If you like mushroom soup, you may want to try my version. Warning- it is not low cal! But then, what decent mushroom soup would be?
Karin's Cream of Mushroom Soup
1 lb. pre-sliced crimini (baby portabello) mushrooms
1 lb. pre-sliced button mushrooms
1-2 medium onions, halved and sliced thin
1 quart beef stock or broth
1 pint cream or half & half
salt and pepper to taste
Pinch of fresh thyme (optional- but it is delicious!)
Dash of Kitchen Bouquet (optional)
In a heavy-bottomed Dutch oven add 1 T butter. Add thinly sliced onions and slowly caramelize them over medium heat. Add mushrooms about 10 minutes before onions are done and saute until just soft. Remove onions and mushrooms.
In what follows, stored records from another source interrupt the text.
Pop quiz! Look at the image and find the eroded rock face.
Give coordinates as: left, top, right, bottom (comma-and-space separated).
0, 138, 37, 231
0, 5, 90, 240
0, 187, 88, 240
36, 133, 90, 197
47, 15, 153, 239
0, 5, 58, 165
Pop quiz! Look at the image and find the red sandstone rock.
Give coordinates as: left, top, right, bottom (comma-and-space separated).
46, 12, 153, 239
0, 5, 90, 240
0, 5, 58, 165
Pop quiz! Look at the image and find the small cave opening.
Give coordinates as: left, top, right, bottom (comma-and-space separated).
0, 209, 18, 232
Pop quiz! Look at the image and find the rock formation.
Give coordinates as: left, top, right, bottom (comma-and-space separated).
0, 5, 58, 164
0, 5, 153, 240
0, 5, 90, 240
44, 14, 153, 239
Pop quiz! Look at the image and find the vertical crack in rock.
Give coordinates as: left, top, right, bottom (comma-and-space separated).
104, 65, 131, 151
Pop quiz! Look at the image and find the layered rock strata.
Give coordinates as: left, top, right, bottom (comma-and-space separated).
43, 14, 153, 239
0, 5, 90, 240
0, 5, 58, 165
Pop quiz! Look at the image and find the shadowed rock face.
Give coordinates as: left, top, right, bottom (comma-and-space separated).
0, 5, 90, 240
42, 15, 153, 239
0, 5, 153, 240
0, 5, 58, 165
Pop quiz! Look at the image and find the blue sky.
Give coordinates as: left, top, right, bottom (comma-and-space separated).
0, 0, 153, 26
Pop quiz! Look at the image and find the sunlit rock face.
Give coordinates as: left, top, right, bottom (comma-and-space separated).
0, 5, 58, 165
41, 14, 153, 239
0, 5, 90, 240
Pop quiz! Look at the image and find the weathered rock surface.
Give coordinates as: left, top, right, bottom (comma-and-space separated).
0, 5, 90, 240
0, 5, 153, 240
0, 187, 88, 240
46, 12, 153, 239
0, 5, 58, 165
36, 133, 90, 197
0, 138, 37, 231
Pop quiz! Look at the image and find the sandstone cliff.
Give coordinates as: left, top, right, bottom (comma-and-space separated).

Add 2 T butter back to pan and melt. Add 2 T flour to make a roux and cook for 1-2 minutes over medium heat. Slowly add beef stock to roux and blend well. Add back mushrooms and onions and season with salt and pepper. Add thyme, if using. Heat through.
Pour in cream and heat through until soup thickens slightly and mushrooms become soft, being careful not to allow it to boil. Add Kitchen Bouquet to bring up color if desired. Adjust seasonings to taste.
I had some for breakfast this morning (so I could take the above photo) and I can tell you it is superb the second day! Yum, yum. There's nothing like a bowl of hot soup on a cold day.
I promise, you'll never eat canned again!